No, mi amor.  Esa luz es como la parte sagrada de cada persona, como la sombra y la claridad, el misterio y los estremecimientos de cada corazón. 

Somos celosos de esa intimidad, de esa parte sangrante que llevamos dentro, sin querer que nadie la vea. 

Esa debilidad que no mostramos, ese miedo que no dejamos salir, esa herida que gotea sin nadie saberlo.  Ahí está todo lo roto, todo lo tapado, todo lo oculto, todo lo que da idea de nuestra pequeñez. 

El mundo del corazón lo llevamos reservado… cuando más, son ráfagas momentáneas que se nos salen a veces. 

Es muy hondo el recodo donde se guarda el dolor.  Las heridas que sangran, las húmedas, las que no cicatrizan, no se las enseñamos a nadie.  A veces nos delata una pequeña chispa, pero sin que se pueda suponer todo el peso que guarda el corazón. 

Somos reservados con nuestras heridas y delicados para no hacer sufrir a los demás.  Aprendemos a ser recogidos cuando vivimos con un vaso hendido o con un alma lastimada. 

No, mi amor, mi muchachita.  En ninguna parte podrías encontrar nada más lindo que lo que tienes, ni mayor riqueza que la que posees.  La transparencia de tus años, el candor de tu alma, la pureza de tu corazón, la inocencia de tu mirada, la ingenuidad de tus preguntas, la calidez de tu sonrisa… Son los niños los que acumula los tesoros más valiosos, los que Dios quería tener más cerca de Él.  Y si alguna belleza tiene el hombre, es ese poquito de infancia que se le quedó pegado al corazón, ese poco de niño que todos llevamos dentro a pesar de los años, ese hilito de luz que nos viene de atrás, como recuerdo refrescante y transformador. 

Si algo pudiera enseñarte cuando te asomaras a mi alma será el amor de ustedes pegado a la piel, los ojos hinchados  de llorarlos, los labios secos de rezarles, el corazón gastado de quererlos, la mirada opaca de alumbrarlos, el alma fatigada de soñarlos y la vida consumida de seguirlos. 

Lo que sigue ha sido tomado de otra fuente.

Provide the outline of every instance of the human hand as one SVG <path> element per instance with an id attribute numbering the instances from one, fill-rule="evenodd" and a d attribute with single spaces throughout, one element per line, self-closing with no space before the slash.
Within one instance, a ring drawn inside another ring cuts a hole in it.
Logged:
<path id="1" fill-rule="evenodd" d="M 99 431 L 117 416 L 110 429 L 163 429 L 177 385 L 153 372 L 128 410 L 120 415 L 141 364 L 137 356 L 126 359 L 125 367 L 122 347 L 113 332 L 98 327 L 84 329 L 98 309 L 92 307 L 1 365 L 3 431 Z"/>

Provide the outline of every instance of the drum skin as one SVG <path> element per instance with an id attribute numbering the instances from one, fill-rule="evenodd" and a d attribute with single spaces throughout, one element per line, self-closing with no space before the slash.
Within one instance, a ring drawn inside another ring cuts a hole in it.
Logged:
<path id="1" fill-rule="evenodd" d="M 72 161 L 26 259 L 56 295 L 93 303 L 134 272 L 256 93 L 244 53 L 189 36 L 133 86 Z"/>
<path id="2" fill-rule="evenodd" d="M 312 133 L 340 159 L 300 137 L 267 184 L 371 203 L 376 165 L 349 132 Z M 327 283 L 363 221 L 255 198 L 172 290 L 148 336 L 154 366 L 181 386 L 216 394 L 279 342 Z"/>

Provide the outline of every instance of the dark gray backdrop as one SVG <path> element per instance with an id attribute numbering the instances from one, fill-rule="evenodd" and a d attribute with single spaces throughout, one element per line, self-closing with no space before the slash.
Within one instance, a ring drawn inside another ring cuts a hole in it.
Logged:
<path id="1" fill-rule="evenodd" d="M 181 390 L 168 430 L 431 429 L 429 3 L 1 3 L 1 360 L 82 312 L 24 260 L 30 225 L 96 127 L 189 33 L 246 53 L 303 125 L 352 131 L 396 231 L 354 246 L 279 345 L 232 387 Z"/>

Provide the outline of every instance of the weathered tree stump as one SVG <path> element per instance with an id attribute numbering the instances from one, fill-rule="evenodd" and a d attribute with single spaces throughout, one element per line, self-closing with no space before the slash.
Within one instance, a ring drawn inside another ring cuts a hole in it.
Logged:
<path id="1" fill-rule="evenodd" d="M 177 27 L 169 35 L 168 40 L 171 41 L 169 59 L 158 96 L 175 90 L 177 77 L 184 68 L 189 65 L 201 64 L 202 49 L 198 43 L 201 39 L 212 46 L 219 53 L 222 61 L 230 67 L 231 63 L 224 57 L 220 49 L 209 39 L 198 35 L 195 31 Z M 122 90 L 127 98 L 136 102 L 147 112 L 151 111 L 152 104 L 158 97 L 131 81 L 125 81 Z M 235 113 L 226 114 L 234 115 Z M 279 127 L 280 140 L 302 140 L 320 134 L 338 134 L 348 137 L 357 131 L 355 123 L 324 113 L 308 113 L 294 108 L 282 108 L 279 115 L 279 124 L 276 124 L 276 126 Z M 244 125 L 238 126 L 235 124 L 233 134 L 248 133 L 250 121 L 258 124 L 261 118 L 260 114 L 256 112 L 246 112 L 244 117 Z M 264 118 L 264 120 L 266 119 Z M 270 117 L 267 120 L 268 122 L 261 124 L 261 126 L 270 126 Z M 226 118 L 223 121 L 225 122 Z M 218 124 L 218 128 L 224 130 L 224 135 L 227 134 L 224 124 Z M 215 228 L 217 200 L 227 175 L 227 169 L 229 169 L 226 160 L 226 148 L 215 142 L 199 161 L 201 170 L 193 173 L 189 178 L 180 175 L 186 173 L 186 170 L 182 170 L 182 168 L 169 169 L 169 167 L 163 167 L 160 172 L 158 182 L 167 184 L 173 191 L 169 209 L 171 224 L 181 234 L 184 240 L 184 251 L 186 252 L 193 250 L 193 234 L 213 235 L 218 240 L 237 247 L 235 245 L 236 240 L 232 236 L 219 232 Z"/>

Si algo te pudiera regalar, serían las armas que me sirvieron para luchar, las flechas que me sirvieron para regirme y la alas que me sirvieron para volar. 

Te daría sobre todo mi ramillete de palabras, que han sido como sonidos del cielo arrullándome el corazón. 

Te daría todo lo que soy, en lo que no cabe ninguna otra palabra: “abuela”.